Hemophilia is a genetic disease linked to the X chromosome that affects roughly 1 in 5,000 people, almost all males. The disease is characterized by the body’s failure to produce one or more enzymes or clotting factors that aid in blood clotting. People who produce less than 1 percent of any of the clotting factors suffer from uncontrollable bleeding episodes and severe joint damage. In order to be beneficial, enough healthy genes would have to be incorporated into the patient’s DNA to reach or exceed that 1-percent level. However, the first viral vectors used to carry the genes into the cell often caused a severe immune response in the patient. Nonetheless, gene therapy was quickly gaining credibility, particularly when a new vector called AAV was found that could avoid detection by the body’s immune system and did not appear to provoke the same potentially dangerous response.

In 1998, High led a research team that injected AAV combined with one of the human clotting factors into mice that had been genetically altered to have hemophilia. The procedure was successful as was one a year later when the disease was partially cured in dogs using AAV in combination with canine clotting factor. Independently, Kay had done the same experiments, and their reports appeared together in the same issue of Nature Medicine. The difference was that High injected muscle with the combination while Kay pumped it directly into veins leading to the liver. Both produced the desired 1 percent increase in clotting factor, and Kay’s procedure required less of the gene-vector combination. The liver procedure is riskier than injecting into the muscle, and this point became suddenly important when the two began a collaboration involving human subjects.

In 1999, High and Kay obtained approval to inject three hemophilia patients with their gene-vector combination. The test was to study safety, not effect a cure, and it worked better than they dared hope. Not only was there no harm to the patients, but they showed signs of alleviating disease symptoms. One even bettered the benchmark 1 percent increase in clotting factor.

Bolstered by this success, new tests were planned, but, before they could start a second trial, the unthinkable happened. A young man died in an unrelated gene therapy trial at the University of Pennsylvania’s Institute for Human Gene Therapy. He died from a massive immune response after a gene-vector unit was injected into his liver. Although the gene produces liver enzymes and not clotting factor, the fact that it was injected directly into the liver, the same method used by Kay, caused the pair to immediately halt their work and review all their animal and human data. They were only too well aware of the fact that, while not directly involved, the entire gene therapy community was now under intense scrutiny.

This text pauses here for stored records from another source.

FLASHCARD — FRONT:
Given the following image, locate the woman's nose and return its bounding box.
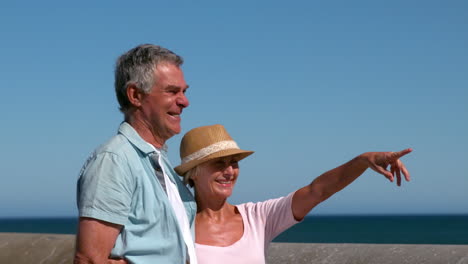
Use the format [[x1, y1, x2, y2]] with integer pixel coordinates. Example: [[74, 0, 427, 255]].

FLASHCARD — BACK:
[[224, 164, 234, 175]]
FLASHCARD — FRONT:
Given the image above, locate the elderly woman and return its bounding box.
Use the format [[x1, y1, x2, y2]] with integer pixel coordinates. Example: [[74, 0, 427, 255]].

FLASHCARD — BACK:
[[175, 125, 411, 264]]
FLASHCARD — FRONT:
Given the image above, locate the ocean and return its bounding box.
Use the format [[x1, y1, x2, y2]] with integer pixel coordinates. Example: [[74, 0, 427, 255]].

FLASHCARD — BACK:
[[0, 215, 468, 245]]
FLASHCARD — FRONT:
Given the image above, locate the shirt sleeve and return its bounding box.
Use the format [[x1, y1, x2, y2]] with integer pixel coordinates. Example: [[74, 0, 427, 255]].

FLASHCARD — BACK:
[[260, 192, 299, 243], [77, 152, 134, 225]]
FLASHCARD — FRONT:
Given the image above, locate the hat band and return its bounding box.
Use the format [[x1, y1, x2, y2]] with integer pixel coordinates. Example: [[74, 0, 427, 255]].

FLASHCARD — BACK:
[[182, 140, 239, 164]]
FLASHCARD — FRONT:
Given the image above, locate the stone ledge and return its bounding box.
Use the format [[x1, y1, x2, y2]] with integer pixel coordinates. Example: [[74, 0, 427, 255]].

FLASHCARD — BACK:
[[0, 233, 468, 264]]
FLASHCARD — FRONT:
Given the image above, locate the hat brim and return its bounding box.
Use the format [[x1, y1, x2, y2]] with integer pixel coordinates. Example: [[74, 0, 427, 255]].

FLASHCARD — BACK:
[[174, 149, 254, 176]]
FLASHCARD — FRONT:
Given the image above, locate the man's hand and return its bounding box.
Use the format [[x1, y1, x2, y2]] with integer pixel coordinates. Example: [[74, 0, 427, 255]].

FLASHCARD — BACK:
[[362, 148, 413, 186]]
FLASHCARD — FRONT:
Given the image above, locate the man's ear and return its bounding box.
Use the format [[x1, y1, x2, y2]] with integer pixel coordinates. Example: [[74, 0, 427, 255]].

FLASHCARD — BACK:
[[127, 84, 144, 107]]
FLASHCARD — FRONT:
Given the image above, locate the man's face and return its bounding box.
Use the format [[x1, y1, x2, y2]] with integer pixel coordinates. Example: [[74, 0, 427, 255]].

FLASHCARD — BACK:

Finally, High and Kay decided to continue with her technique of muscle injections while holding off on direct liver administration. Also, they have opted for a patient-consent form that fully explains all of the risks involved including possible death. So far, their trials have been modestly successful and will soon be complicated by a series of new guidelines being put in place by various federal agencies. In spite of these setbacks, pharmaceutical companies, including Germany’s giant Bayer Corp., are investing millions of dollars into the hemophilia trials. It is a bittersweet time for High and Kay who are just beginning to see their research go forward while under a public relations microscope.

“It’s a highly visible field,” said High in the Science article, “because of public, commercial and political interest. That creates a great deal of pressure.” Nonetheless, she is optimistic that there is tremendous potential for gene therapy across the entire field of medicine.

Clair Wood taught physics and chemistry for more than a decade at Eastern Maine Technical College in Bangor.